BAT Weighed Down by Currency Weakness as Smokers Cut Back

British American Tobacco Plc, Europe’s largest maker of cigarettes, reported a further decline in shipments as smokers cut back and said the weakness of currencies in many of its markets led to a slide in revenue.

The quantity of products sold fell 1 percent in the nine months ended Sept. 30, London-based BAT said today. That compared with the median estimate of 10 analysts surveyed by Bloomberg News for a 0.9 percent drop. Revenue tumbled 9.6 percent, and rose less than predicted excluding currency shifts.

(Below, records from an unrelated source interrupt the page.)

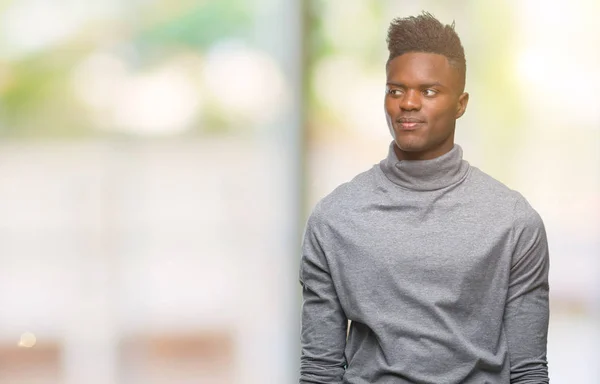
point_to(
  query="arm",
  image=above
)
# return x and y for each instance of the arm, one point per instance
(324, 324)
(527, 310)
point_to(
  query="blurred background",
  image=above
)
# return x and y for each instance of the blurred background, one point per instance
(158, 160)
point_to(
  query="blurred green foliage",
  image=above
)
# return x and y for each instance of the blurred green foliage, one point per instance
(36, 97)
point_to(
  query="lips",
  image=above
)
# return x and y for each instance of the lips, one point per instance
(409, 123)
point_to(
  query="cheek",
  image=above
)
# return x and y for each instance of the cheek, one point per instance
(389, 106)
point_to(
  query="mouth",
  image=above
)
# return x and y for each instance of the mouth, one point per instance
(409, 124)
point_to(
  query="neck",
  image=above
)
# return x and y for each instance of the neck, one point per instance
(425, 174)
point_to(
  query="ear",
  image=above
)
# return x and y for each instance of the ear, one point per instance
(461, 106)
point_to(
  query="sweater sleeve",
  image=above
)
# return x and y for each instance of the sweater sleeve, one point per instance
(324, 324)
(527, 311)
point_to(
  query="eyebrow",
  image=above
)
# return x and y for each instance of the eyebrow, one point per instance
(422, 86)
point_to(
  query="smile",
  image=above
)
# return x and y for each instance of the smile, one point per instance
(409, 125)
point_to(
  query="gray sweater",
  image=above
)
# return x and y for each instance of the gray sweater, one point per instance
(442, 270)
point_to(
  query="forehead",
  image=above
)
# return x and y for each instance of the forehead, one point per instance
(416, 68)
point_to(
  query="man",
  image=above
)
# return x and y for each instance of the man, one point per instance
(442, 270)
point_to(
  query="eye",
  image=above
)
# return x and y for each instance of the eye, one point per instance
(394, 91)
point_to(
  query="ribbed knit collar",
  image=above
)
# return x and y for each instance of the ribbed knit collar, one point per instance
(425, 175)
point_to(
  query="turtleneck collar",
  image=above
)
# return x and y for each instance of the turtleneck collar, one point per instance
(425, 175)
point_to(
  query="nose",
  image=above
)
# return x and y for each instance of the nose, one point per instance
(410, 101)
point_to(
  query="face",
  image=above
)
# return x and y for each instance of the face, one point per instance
(422, 102)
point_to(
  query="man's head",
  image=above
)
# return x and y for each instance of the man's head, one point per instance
(425, 86)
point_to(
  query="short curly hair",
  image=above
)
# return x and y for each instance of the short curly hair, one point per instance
(425, 33)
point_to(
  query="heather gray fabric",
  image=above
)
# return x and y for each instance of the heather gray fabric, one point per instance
(442, 270)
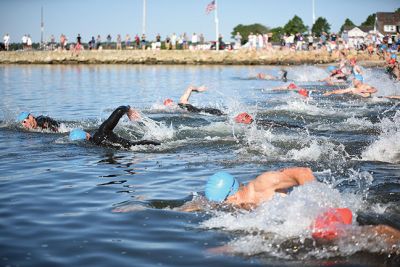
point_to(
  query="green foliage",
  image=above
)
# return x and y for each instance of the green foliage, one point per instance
(276, 34)
(370, 21)
(295, 25)
(347, 23)
(321, 25)
(245, 30)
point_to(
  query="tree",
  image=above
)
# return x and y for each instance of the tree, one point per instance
(347, 23)
(295, 25)
(277, 33)
(370, 21)
(245, 30)
(321, 25)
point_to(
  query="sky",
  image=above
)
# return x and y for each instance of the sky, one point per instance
(93, 17)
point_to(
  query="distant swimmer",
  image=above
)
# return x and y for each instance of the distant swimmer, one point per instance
(264, 76)
(184, 102)
(336, 75)
(105, 136)
(222, 187)
(293, 87)
(392, 67)
(359, 89)
(246, 118)
(40, 122)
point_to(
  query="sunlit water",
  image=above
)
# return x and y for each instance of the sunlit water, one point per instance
(67, 203)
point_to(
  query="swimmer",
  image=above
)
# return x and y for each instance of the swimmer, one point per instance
(355, 69)
(393, 68)
(336, 75)
(293, 87)
(360, 88)
(222, 187)
(29, 121)
(264, 76)
(184, 102)
(105, 136)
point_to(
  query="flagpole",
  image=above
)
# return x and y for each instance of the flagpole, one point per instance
(144, 18)
(313, 12)
(216, 25)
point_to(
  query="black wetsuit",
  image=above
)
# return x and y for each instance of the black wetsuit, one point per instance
(105, 136)
(47, 123)
(191, 108)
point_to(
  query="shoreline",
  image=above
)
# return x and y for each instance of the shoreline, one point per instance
(183, 57)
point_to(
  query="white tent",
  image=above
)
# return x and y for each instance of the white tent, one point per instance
(356, 33)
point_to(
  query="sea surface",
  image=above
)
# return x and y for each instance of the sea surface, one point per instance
(66, 203)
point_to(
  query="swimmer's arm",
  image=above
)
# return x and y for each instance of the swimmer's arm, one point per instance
(300, 175)
(108, 125)
(339, 92)
(186, 95)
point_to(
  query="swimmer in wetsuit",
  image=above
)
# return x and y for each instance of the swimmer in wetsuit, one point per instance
(264, 76)
(41, 122)
(359, 89)
(184, 102)
(105, 136)
(223, 188)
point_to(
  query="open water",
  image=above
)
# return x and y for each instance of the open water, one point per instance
(66, 203)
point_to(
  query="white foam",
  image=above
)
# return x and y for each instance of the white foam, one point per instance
(387, 147)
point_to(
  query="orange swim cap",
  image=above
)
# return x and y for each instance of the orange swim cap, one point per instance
(327, 225)
(244, 118)
(303, 92)
(168, 102)
(292, 86)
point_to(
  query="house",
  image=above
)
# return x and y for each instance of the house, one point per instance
(387, 23)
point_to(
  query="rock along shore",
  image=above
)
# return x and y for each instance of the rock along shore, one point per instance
(241, 57)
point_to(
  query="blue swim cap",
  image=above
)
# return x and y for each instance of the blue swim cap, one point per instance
(359, 77)
(22, 116)
(331, 68)
(221, 185)
(77, 134)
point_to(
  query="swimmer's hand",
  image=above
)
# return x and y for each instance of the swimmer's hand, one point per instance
(199, 89)
(133, 115)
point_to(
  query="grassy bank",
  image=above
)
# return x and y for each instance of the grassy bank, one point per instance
(242, 57)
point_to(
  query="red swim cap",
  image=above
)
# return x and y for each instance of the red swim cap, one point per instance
(168, 102)
(327, 225)
(292, 86)
(244, 118)
(303, 92)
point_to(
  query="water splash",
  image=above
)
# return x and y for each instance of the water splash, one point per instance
(387, 147)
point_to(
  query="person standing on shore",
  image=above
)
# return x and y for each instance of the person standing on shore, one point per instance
(119, 42)
(6, 40)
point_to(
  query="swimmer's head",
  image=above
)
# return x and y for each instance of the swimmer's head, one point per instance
(22, 116)
(303, 92)
(244, 117)
(292, 86)
(78, 134)
(329, 225)
(168, 102)
(220, 186)
(331, 68)
(260, 76)
(359, 78)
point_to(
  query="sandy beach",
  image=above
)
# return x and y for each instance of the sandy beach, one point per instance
(237, 57)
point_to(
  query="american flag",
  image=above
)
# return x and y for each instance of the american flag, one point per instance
(210, 7)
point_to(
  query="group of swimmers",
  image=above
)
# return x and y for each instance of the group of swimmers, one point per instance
(223, 187)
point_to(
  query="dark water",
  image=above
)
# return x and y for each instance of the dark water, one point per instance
(66, 203)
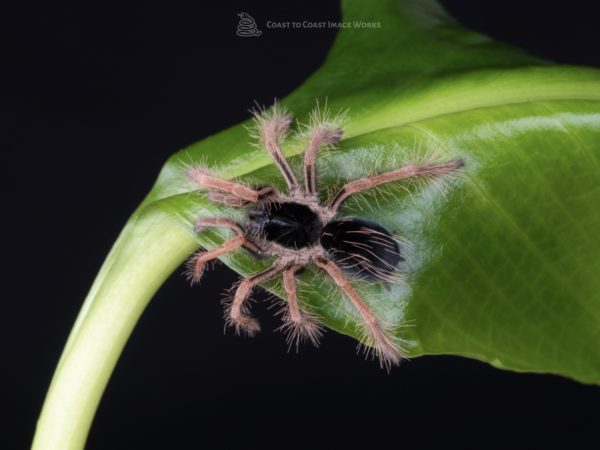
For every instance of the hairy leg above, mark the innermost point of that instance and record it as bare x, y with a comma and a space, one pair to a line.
237, 312
399, 174
243, 194
320, 135
386, 349
298, 324
197, 262
272, 126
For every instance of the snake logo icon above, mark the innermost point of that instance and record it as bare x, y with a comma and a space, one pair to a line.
247, 26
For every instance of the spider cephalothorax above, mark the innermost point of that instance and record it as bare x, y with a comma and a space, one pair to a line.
297, 230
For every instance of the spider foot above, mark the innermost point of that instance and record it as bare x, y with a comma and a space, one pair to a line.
386, 347
243, 324
300, 327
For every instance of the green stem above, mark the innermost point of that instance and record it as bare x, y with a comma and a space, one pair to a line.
149, 249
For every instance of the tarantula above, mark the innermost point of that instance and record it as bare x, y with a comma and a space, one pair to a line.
297, 230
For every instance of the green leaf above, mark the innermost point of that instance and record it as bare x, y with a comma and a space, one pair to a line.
506, 257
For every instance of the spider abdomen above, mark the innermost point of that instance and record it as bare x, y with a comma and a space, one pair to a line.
362, 248
290, 224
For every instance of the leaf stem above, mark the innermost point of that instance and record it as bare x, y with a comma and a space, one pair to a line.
149, 249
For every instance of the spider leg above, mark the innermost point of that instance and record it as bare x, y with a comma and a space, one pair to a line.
272, 126
320, 135
197, 262
243, 194
399, 174
237, 313
299, 325
386, 349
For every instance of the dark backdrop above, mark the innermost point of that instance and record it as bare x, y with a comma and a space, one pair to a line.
95, 100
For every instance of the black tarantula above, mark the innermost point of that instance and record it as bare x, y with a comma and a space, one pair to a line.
297, 230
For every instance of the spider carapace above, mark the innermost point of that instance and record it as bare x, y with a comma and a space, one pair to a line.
297, 230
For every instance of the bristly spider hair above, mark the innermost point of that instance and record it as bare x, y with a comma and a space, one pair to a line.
297, 230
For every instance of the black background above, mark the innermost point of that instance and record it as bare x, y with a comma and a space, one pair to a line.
94, 101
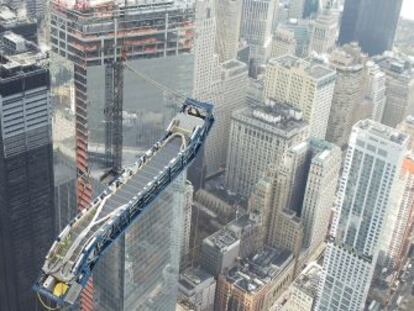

A long-term decline in cigarette consumption and the weakness of currencies such as the Brazilian real and Russian ruble against the pound are weighing on BAT. That’s being only partly offset by price increases and increased market share for brands such as Lucky Strike and Pall Mall.

“A 12 percent currency headwind is sobering for companies which can’t grow in mature markets,” Chris Wickham, an analyst at Oriel Securities in London, said in an e-mail.

BAT shares fell as much as 4.2 percent to 3,320 pence in early London trading, the most since June 2013.

Volume declined in Brazil, Vietnam, Russia, Poland and Canada, the maker of the Dunhill brand said, offsetting growth in markets such as the Middle East and Pakistan. Price increases meant sales rose 2.4 percent, excluding currency shifts, missing the median prediction for 3.2 percent growth.

‘Slow Recovery’

“The trading environment remains challenging due to continuing pressure on consumer disposable income worldwide and the slow economic recovery in western Europe,” BAT said. “Industry volume has declined at a lower rate than last year, but is being impacted by large excise-driven price increases.”

Against such a backdrop, Chief Executive Officer Nicandro Durante said the company is “on track to deliver another year of good earnings growth at constant rates of exchange.”

BAT’s four global “drive brands” -- Dunhill, Kent, Lucky Strike and Pall Mall -- increased volume by 6.2 percent after taking an increased share of their main markets.

BAT said in July that it plans to invest an additional $4.7 billion to maintain its 42 percent stake in Reynolds American Inc. after Reynolds completes its acquisition of Lorillard Inc., subject to approval by regulators.